ПРОЛОГ
Связь с реальностью я начала терять сразу после слова «помолвка», а к серьезной фразе «обручальная нить» окончательно перестала соображать. Пришлось сосредоточиться на сложнейшей задаче, от чего именно стоит скончаться: от смущения, волнения или огромного счастья, которое просто неспособно уместиться в груди семнадцатилетней девушки и не начать удушать.
— Зная, что ваш сын будет рядом с Шарлоттой, я отпускаю ее в Ос-Арэт со спокойной душой, — сказала мама Чейсам.
— Лилия, он непременно присмотрит за нашей принцессой, — в своей обычной манере прокудахтал Энтон Чейс. — Глаз не спустит! Так ведь, Алекс?
Тяжелые, требовательные интонации в голосе мужчины неприятно резанули слух.
— Конечно, отец, — спокойно согласился Александр и послал моей матери вежливую улыбку. Очевидно он давно привык, что Чейс-старший давил абсолютно на всех в радиусе трех шагов, как огромная надгробная плита.
Некоторое время мы ели в странном молчании, словно все боялись задать вопрос, который витал в воздухе, но никем озвучен не был. Самой смелой оказалась мачеха Алекса. После смены блюд она прихлебнула вино и вежливо спросила, обращаясь к моим родителям:
— Что ж, когда случится счастливое событие? Когда проведем ритуал, и дети завяжут обручальную нить, а мы породнимся?
За столом возникла странная пауза. Кажется, даже лакеи, расставляющие чистые тарелки, на мгновение замерли, ожидая ответа. Родители переглянулись.
— Торопиться некуда, — проговорил папа. — Шарлотте только семнадцать. Она никогда не жила самостоятельно. Стоит дождаться двадцатого дня рождения.
— Три года? — удивился Энтон Чейс и весьма неприятно, чего не пытался скрыть хотя бы из приличий. — Не долго ли?
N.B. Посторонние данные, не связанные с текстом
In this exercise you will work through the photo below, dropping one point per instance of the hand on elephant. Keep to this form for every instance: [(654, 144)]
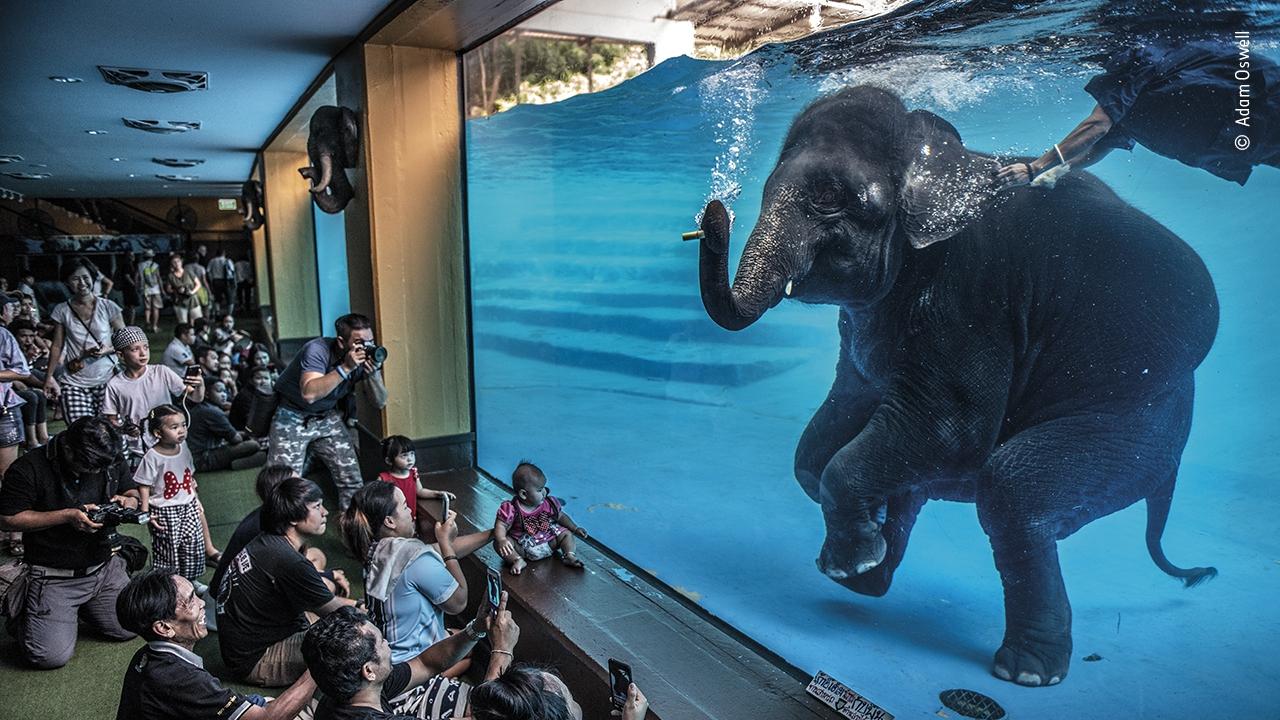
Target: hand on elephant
[(1014, 174)]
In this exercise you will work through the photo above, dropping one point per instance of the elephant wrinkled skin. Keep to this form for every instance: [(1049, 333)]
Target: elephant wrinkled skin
[(1031, 351), (333, 145)]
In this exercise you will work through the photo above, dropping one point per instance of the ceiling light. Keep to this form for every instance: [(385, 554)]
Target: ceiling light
[(155, 81), (178, 162), (161, 127)]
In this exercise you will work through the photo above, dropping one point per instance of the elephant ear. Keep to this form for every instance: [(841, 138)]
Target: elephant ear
[(945, 187), (348, 130)]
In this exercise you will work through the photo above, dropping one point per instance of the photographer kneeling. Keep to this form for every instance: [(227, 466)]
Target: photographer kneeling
[(315, 393), (167, 679), (351, 662), (53, 495)]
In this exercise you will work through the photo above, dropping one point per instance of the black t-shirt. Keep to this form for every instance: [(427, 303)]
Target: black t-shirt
[(396, 684), (209, 428), (1178, 101), (261, 601), (36, 482), (248, 529), (319, 355), (168, 682)]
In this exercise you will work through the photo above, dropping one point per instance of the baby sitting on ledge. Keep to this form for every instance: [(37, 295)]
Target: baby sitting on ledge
[(531, 525)]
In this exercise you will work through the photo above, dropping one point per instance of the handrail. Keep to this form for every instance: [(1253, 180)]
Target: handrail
[(55, 228), (136, 210)]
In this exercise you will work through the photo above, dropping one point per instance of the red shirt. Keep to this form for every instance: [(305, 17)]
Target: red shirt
[(408, 486)]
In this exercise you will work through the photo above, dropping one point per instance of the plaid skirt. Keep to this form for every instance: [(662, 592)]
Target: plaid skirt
[(181, 545)]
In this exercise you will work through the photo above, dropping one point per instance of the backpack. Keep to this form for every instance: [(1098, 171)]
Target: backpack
[(14, 577)]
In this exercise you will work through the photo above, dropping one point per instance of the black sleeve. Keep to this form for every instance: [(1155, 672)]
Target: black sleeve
[(123, 478), (397, 682), (18, 490), (219, 425), (302, 584), (199, 696)]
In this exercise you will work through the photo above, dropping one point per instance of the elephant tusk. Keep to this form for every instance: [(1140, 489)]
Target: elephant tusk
[(325, 174)]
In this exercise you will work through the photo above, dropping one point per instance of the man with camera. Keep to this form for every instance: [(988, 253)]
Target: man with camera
[(316, 392), (67, 499)]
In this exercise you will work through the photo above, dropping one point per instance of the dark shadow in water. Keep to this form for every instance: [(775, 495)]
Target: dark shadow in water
[(910, 624)]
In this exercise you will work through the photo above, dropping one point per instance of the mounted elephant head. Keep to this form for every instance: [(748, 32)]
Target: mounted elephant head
[(251, 204), (860, 182), (333, 145)]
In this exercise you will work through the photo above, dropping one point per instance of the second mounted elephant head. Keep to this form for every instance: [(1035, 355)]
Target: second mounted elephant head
[(333, 145), (251, 204), (860, 183)]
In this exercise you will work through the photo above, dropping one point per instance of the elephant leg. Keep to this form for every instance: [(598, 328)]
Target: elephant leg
[(832, 427), (1047, 482), (840, 418)]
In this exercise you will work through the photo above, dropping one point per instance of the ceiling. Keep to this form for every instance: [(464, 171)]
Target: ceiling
[(260, 58)]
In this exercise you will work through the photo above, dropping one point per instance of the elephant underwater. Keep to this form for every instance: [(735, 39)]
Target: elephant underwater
[(1031, 351)]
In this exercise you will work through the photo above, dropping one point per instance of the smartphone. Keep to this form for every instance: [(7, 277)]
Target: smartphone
[(493, 589), (620, 683)]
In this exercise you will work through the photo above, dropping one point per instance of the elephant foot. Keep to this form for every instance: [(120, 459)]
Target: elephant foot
[(864, 552), (1033, 661)]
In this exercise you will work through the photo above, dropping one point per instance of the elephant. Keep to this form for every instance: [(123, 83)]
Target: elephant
[(251, 204), (1031, 351), (333, 145)]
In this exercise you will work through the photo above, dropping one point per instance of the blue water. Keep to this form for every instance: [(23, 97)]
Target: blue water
[(672, 440)]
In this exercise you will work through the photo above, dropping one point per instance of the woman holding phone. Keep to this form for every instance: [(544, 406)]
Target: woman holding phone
[(408, 584), (81, 358)]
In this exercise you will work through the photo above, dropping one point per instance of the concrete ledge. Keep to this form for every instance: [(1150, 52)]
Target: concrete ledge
[(688, 664)]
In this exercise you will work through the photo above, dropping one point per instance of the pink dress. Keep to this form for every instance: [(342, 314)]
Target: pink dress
[(533, 528)]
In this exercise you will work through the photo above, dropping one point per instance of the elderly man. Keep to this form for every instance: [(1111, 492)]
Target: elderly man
[(352, 665), (50, 495), (165, 679)]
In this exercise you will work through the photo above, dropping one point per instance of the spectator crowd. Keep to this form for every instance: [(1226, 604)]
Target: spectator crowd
[(140, 434)]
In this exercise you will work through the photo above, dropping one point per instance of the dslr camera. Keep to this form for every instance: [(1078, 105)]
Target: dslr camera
[(112, 514), (374, 351)]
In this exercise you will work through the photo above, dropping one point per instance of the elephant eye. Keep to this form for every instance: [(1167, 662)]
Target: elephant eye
[(828, 197)]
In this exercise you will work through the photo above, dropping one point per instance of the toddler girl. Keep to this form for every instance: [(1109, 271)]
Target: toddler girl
[(398, 452), (531, 524), (167, 481)]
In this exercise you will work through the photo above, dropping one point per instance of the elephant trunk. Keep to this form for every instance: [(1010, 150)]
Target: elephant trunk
[(762, 277)]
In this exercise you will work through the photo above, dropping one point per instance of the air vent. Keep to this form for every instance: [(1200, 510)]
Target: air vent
[(156, 81), (178, 162), (159, 127)]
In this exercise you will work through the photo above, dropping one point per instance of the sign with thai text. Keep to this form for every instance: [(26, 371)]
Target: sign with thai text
[(845, 701)]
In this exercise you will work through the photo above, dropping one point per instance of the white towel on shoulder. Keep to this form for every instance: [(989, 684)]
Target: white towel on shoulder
[(391, 557)]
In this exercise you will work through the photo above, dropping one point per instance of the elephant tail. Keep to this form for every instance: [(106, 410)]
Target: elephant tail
[(1157, 514)]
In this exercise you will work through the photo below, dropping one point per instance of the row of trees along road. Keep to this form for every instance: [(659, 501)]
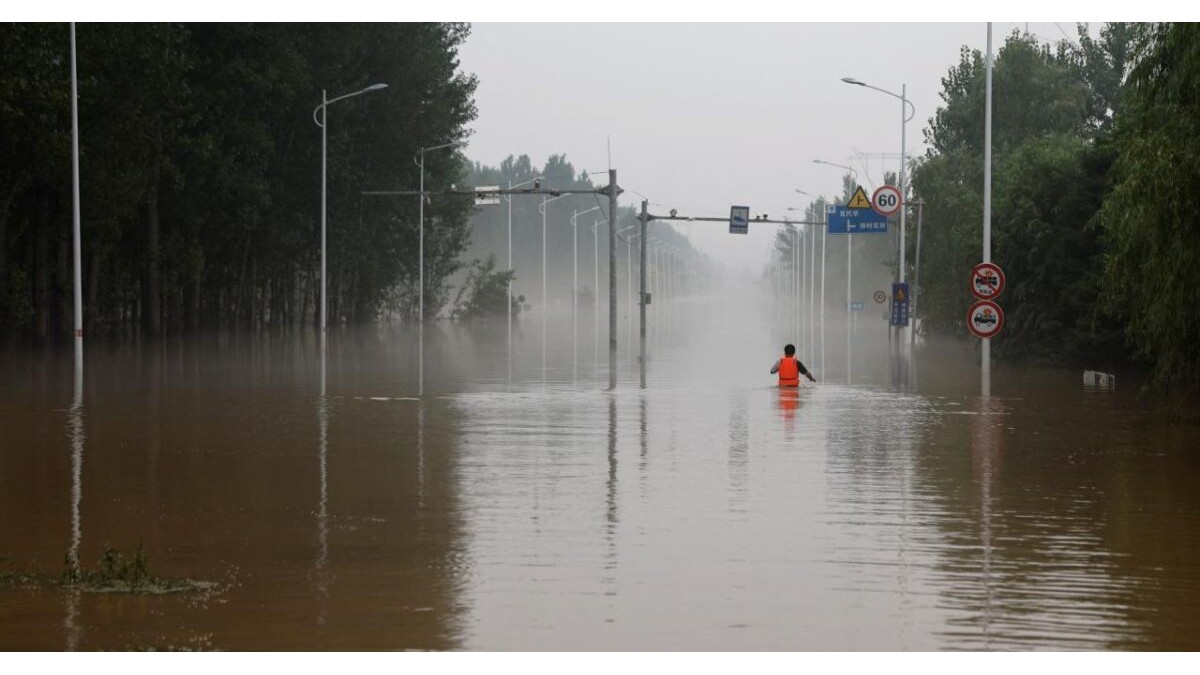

— Что скажешь, дочь? — спросил отец.
Неожиданно абсолютно все взрослые посмотрели на меня. В панике, ища подсказку, я обернулась к Алексу. С непроницаемым видом тот разглядывал нетронутую изысканную закуску на фарфоровой тарелке. Помогать с правильным ответом никто не торопился, а мозги по-прежнему отказывались выходить из коматозного состояния.
— Я не знаю, как лучше поступить, — вынужденно призналась родителям.
Неожиданно Алекс поднял пронзительно-синие глаза и пригвоздил меня к мягкой спинке стула острым, как шило, взглядом.
— Не хочешь помолвки, Шарлотта?
Стоило взять секундную паузу и мысленно примерить роль невесты: не жмет ли, не болтается или, может, сидит как влитая. Но я боялась, что очнусь от причудливого сна, не успев дать согласие, и страшно расстроюсь.
— Хочу! — выпалила со рвением, совершенно недостойным воспитанной девушки. — Хоть через неделю!